Kondisi Indonesia yang serba memprihatinkan, membingungkan, dan mengecewakan tentunya membuat kita bertanya-tanya, “Gimana negara ini maju coba? Pejabat banyak yang korupsi, pembangunan gak merata, masyarakat susah diatur dan banyak ngelanggar aturan, belum lagi sarana dan fasilitas di sini masih ketinggalan jauh sama negara-negara lain”. Terkadang pikiran kaya gitu bikin kita jadi pengen “ah, belajar di luar negeri, kerja di sana terus jadi warga negara sana aja lah”.

Jepang, sebagai salah satu negara maju di Asia, dianggap negara yang sangat diminati oleh orang Indonesia.
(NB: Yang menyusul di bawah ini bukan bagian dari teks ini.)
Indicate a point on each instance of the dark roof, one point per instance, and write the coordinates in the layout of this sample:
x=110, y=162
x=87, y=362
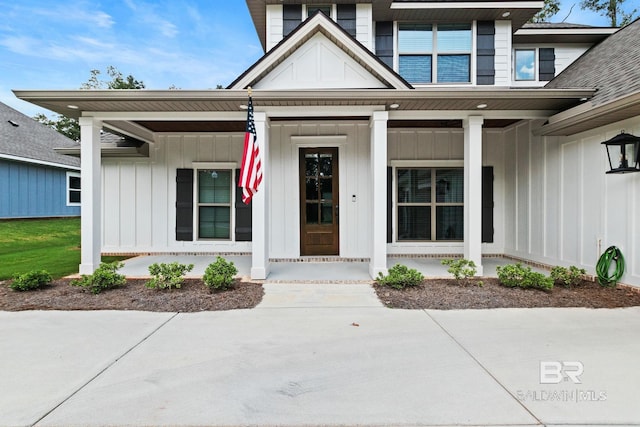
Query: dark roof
x=612, y=67
x=21, y=136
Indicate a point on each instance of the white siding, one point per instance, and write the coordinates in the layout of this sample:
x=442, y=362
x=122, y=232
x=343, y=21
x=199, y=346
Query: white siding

Gak sedikit orang Indonesia yang belajar bahasanya, belajar dan bekerja di sana. Banyak banget orang Indonesia menjadikan Jepang sebagai contoh negara maju dan modern tapi masih ngejaga tradisi dan budayanya. Selain itu, bangsa Jepang juga dikenal sebagai bangsa yang disiplin, teratur, dan pekerja keras. Itu beberapa faktor yang membuat Jepang menjadi negara maju dan modern yang disegani.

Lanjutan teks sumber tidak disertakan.